- Nazat Location in West Bengal, India Nazat Nazat (India)
- Coordinates: 22°26′37″N 88°50′33″E﻿ / ﻿22.443651°N 88.842423°E
- Country: India
- State: West Bengal
- District: North 24 Parganas

Population (2011)
- • Total: 4,732

Languages
- • Official: Bengali, English
- Time zone: UTC+5:30 (IST)
- PIN: 743439
- Telephone/STD code: 03217
- Lok Sabha constituency: Basirhat
- Vidhan Sabha constituency: Sandeshkhali
- Website: north24parganas.nic.in

= Nazat =

Nazat (also known as Nyazat) is a village and a gram panchayat in the Sandeshkhali I CD block in the Basirhat subdivision of the North 24 Parganas district in the state of West Bengal, India.

==Geography==

===Location===
Nazat is located near the confluence of the Bidyadhari and the Besti.

===Area overview===
The area shown in the map is a part of the Ichhamati-Raimangal Plain, located in the lower Ganges Delta. It contains soil of mature black or brownish loam to recent alluvium. Numerous rivers, creeks and khals criss-cross the area. The tip of the Sundarbans National Park is visible in the lower part of the map (shown in green but not marked). The larger full screen map shows the full forest area. A large section of the area is a part of the Sundarbans settlements. The densely populated area is an overwhelmingly rural area. Only 12.96% of the population lives in the urban areas and 87.04% of the population lives in the rural areas.

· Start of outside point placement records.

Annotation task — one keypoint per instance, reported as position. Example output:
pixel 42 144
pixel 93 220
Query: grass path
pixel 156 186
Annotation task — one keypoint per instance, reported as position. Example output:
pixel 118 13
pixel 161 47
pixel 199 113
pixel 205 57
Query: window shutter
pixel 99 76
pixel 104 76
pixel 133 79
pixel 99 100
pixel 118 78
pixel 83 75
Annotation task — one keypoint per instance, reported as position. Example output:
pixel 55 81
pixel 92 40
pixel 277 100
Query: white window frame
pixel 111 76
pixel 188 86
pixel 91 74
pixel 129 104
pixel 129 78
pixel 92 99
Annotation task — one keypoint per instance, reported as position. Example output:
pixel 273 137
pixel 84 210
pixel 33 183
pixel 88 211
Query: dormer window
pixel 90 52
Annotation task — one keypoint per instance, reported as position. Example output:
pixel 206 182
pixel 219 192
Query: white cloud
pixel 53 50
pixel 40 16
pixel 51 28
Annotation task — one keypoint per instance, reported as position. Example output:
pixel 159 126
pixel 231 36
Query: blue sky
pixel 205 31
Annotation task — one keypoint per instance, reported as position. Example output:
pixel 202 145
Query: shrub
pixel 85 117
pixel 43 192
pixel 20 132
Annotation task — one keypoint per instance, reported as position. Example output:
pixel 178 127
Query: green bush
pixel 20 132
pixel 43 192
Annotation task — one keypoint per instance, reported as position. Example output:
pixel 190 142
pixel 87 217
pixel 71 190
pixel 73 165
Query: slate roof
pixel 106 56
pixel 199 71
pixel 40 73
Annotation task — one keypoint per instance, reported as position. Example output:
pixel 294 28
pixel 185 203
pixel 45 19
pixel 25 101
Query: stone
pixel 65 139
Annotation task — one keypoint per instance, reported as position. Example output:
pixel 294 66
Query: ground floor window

Note: The map alongside presents some of the notable locations in the subdivision. All places marked in the map are linked in the larger full screen map.

==Civic administration==
===Police station===
Nazat police station has jurisdiction over Sandeshkhali I CD block.

===CD block HQ===
The headquarters of Sandeshkhali I CD block are located at Nazat.

==Demographics==
According to the 2011 Census of India, Nyazat had a total population of 4,732, of which 2,412 (51%) were males and 2,320 (49%) were females. Population in the age range 0–6 years was 544. The total number of literate persons in Nyazat was 3,036 (72.49% of the population over 6 years).

==Economy==
Nazat hat (market) is spread over 1 acre of land and sits on Mondays and Fridays.

==Transport==
The Nazat-Basirhat Road links Nazat to State Highway 2 at Bhebia Chowmatha Murarishah.

On crossing the Besti River from Nazat Kheya Ghat one can easily approach the 30-bedded Ghoshpur Rural Hospital and Kalinagar Mahavidyalaya.

==Healthcare==
Nazat has a primary health centres with 6 beds.